Role of HSEQ Audits in Regulatory Compliance
As regulatory programs have matured, agencies have generally recognized that multiple approaches to facilitate compliance are necessary. This is in marked contrast to the view that an aggressive enforcement program, by itself, is the lynchpin in promoting compliance. While enforcement actions remain an important component of the overall HSEQ regulatory framework, they can be confrontational, expensive, resource intensive, and time consuming.
If we assume that performing HSEQ audits is a positive step in assuring compliance and improving performance, then should the results of the audits be promptly disclosed based on the promise of more lenient enforcement, or should they be privileged and subject only to a duty to address areas of identified noncompliance?
Practical Considerations and Recommendations
The overall benefits of performing regular HSEQ audits are clear, and the incentives created by various levels of governments, either in the form of legislation or policy, support the process. Below are several recommendations for optimizing these opportunities:
- Any self-audit should be carefully planned. It is essential that an organization develops the audit process with a full understanding of the available legal protections, whether they are audit policies, statutes, or legal privileges.

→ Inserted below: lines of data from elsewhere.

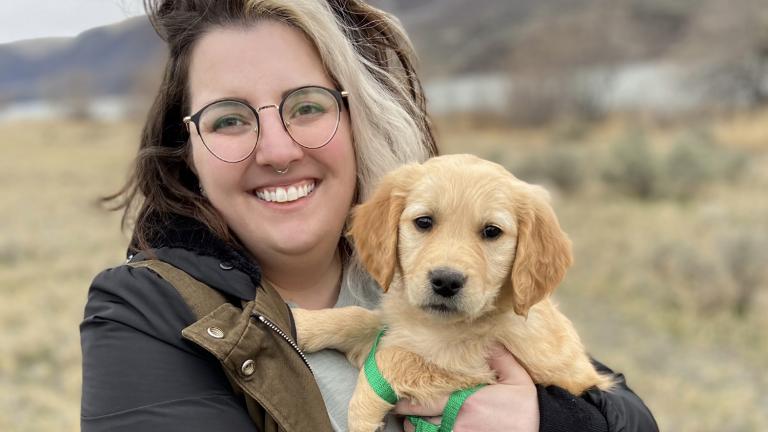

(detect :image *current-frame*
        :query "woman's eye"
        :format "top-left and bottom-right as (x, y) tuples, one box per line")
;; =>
(413, 216), (432, 231)
(482, 225), (502, 240)
(212, 116), (245, 132)
(291, 103), (325, 118)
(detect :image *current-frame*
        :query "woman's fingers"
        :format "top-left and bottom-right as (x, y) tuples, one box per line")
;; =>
(403, 417), (443, 432)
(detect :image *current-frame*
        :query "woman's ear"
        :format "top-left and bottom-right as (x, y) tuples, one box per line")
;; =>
(502, 184), (573, 316)
(348, 164), (422, 292)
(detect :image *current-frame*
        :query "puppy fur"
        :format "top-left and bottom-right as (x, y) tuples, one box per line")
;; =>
(294, 155), (613, 432)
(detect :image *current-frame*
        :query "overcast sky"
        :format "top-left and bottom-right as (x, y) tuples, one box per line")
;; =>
(0, 0), (144, 43)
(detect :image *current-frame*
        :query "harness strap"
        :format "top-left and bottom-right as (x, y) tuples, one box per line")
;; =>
(363, 328), (485, 432)
(363, 329), (397, 405)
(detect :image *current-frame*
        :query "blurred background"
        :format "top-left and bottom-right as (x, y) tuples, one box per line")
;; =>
(0, 0), (768, 432)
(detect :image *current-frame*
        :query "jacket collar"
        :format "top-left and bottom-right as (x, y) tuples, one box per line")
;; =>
(128, 215), (261, 300)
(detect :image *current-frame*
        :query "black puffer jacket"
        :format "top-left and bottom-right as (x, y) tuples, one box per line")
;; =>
(80, 218), (658, 432)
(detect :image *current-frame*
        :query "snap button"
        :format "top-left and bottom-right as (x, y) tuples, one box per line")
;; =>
(208, 327), (224, 339)
(240, 359), (256, 376)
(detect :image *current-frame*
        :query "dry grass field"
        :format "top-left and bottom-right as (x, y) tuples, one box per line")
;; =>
(0, 112), (768, 432)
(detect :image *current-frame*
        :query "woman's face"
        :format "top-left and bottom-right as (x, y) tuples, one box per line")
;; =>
(189, 21), (356, 261)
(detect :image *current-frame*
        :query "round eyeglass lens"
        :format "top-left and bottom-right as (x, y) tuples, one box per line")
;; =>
(281, 87), (340, 148)
(199, 101), (259, 162)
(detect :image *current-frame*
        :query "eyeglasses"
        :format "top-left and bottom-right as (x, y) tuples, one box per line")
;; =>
(184, 86), (348, 163)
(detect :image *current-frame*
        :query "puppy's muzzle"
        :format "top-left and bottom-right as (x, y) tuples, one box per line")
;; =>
(428, 267), (467, 298)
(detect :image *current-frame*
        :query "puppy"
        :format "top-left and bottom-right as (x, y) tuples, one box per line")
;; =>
(294, 155), (613, 432)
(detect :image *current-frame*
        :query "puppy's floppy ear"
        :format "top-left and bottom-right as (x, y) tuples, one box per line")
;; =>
(348, 164), (422, 292)
(502, 184), (573, 316)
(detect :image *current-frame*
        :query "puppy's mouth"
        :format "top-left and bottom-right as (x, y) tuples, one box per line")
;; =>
(421, 303), (460, 316)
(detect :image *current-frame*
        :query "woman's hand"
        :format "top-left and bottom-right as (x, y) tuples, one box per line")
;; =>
(395, 345), (539, 432)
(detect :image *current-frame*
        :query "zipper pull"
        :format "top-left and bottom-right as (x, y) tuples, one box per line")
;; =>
(251, 313), (315, 375)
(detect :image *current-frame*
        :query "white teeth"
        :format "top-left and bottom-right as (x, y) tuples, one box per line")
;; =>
(256, 182), (315, 203)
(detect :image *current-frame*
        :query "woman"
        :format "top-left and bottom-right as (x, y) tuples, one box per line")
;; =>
(81, 0), (655, 432)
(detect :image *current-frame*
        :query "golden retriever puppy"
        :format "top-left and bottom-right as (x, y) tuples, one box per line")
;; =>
(294, 155), (612, 432)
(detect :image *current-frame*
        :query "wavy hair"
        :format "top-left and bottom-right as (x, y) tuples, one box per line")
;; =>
(104, 0), (438, 274)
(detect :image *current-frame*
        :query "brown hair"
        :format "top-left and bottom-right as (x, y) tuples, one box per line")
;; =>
(103, 0), (437, 250)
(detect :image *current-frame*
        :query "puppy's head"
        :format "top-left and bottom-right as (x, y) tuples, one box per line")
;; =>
(350, 155), (572, 321)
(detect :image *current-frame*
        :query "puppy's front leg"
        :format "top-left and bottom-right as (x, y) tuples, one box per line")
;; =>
(292, 306), (382, 367)
(347, 369), (394, 432)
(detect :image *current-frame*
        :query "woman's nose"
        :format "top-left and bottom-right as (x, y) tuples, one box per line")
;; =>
(250, 105), (304, 170)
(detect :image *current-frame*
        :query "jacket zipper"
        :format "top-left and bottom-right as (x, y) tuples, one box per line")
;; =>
(253, 314), (315, 375)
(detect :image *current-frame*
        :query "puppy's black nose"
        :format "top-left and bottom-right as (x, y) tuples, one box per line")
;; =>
(429, 267), (467, 297)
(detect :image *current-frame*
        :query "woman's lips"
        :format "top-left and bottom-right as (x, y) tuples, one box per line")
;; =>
(254, 180), (315, 203)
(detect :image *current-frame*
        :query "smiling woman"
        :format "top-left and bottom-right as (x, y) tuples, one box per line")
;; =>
(81, 0), (652, 432)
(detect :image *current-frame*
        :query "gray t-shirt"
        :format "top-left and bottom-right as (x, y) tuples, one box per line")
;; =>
(298, 277), (403, 432)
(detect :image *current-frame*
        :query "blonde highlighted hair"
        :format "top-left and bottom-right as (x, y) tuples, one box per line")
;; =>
(109, 0), (437, 286)
(248, 0), (436, 202)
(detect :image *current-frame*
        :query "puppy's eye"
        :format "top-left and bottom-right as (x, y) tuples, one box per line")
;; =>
(482, 225), (502, 240)
(413, 216), (432, 231)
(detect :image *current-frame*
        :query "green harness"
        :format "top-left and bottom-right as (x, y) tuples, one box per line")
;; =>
(363, 328), (485, 432)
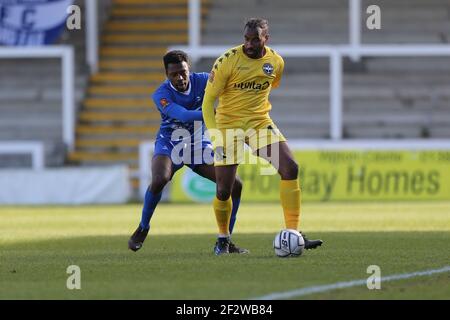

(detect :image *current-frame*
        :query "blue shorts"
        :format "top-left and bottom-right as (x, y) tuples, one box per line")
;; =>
(153, 138), (214, 171)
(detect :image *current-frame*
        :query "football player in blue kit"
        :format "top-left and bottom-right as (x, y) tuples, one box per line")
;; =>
(128, 50), (248, 253)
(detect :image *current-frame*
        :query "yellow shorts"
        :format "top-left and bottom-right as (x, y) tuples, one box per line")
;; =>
(210, 118), (286, 166)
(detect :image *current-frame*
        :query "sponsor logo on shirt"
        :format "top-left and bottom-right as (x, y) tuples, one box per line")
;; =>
(159, 98), (169, 108)
(263, 63), (273, 76)
(208, 71), (215, 83)
(234, 81), (270, 90)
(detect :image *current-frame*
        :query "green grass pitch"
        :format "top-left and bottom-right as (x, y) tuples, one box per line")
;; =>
(0, 202), (450, 299)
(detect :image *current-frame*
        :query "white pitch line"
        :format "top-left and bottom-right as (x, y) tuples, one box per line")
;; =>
(250, 266), (450, 300)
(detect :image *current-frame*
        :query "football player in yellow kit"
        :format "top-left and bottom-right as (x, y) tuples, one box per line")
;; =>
(202, 18), (322, 255)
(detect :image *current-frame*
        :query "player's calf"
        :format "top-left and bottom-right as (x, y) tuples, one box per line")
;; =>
(128, 225), (150, 252)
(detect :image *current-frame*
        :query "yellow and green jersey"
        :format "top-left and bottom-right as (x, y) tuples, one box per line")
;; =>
(203, 45), (284, 129)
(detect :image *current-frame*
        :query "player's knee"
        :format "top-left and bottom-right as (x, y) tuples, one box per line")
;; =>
(232, 178), (242, 198)
(216, 187), (231, 201)
(278, 161), (298, 180)
(150, 175), (170, 194)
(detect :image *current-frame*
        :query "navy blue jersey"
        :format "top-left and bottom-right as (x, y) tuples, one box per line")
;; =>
(152, 72), (208, 139)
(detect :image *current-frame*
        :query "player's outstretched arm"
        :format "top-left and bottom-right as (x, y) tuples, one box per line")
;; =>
(164, 103), (203, 122)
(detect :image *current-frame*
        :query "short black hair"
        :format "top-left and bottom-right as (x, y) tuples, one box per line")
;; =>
(244, 18), (269, 32)
(163, 50), (190, 71)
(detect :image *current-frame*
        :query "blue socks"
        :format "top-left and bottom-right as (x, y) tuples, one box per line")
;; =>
(229, 198), (241, 235)
(140, 188), (162, 229)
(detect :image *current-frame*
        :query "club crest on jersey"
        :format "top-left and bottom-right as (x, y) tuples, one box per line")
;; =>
(263, 63), (273, 76)
(159, 98), (169, 108)
(208, 71), (215, 82)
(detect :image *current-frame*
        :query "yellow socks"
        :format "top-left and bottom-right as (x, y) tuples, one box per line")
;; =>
(213, 197), (233, 237)
(280, 179), (301, 230)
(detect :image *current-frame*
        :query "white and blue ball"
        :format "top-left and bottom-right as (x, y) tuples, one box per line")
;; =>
(273, 229), (305, 258)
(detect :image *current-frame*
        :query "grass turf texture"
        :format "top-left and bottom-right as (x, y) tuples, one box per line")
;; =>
(0, 202), (450, 299)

- The team of professionals who will be involved in the self-audit should be identified beforehand and should include, at a minimum, a representative of the regulated entity with knowledge concerning the operations to be evaluated, a technical consultant (or in-house HSEQ staff person), and an attorney, in some cases if it's deemed applicable. Input from each of these disciplines is quite important, especially if the results of the audit report are to be shared with external stakeholders (i.e.: regulatory agencies, clients, customers, etc.).
- The time frames for disclosure and remediation set forth in the audit policies and statutes are typically short. This will be very important based on the perceived risk consequences of not fixing the audit finding in a time-line appropriate to the risk.
- Depending on the circumstances, a regulated entity may wish to conduct audits either in discrete phases or of discrete aspects of its operations. By dividing an audit into “bite-size pieces,” it may be easier to ensure that issues are identified and resolved in a timely and prudent fashion.
- The assessment team should understand the legal framework applicable to the operations being evaluated.
- Before conducting an audit, the regulated entity must be committed to addressing the issues likely to be identified. Performing an audit and ignoring the results will likely leave the regulated entity in a markedly worse set of circumstances than not performing the audit at all.
- Take care in preparing any written documentation of audit findings, and the language used, to avoid speculation and unnecessary legal conclusions. Do not use speculative or subjective language.
HSEQ laws and regulations can be extremely complex and are ever changing. Environmental, health, safety and quality audits can serve a pivotal function both in assuring compliance and in establishing protocols to determine areas of noncompliance.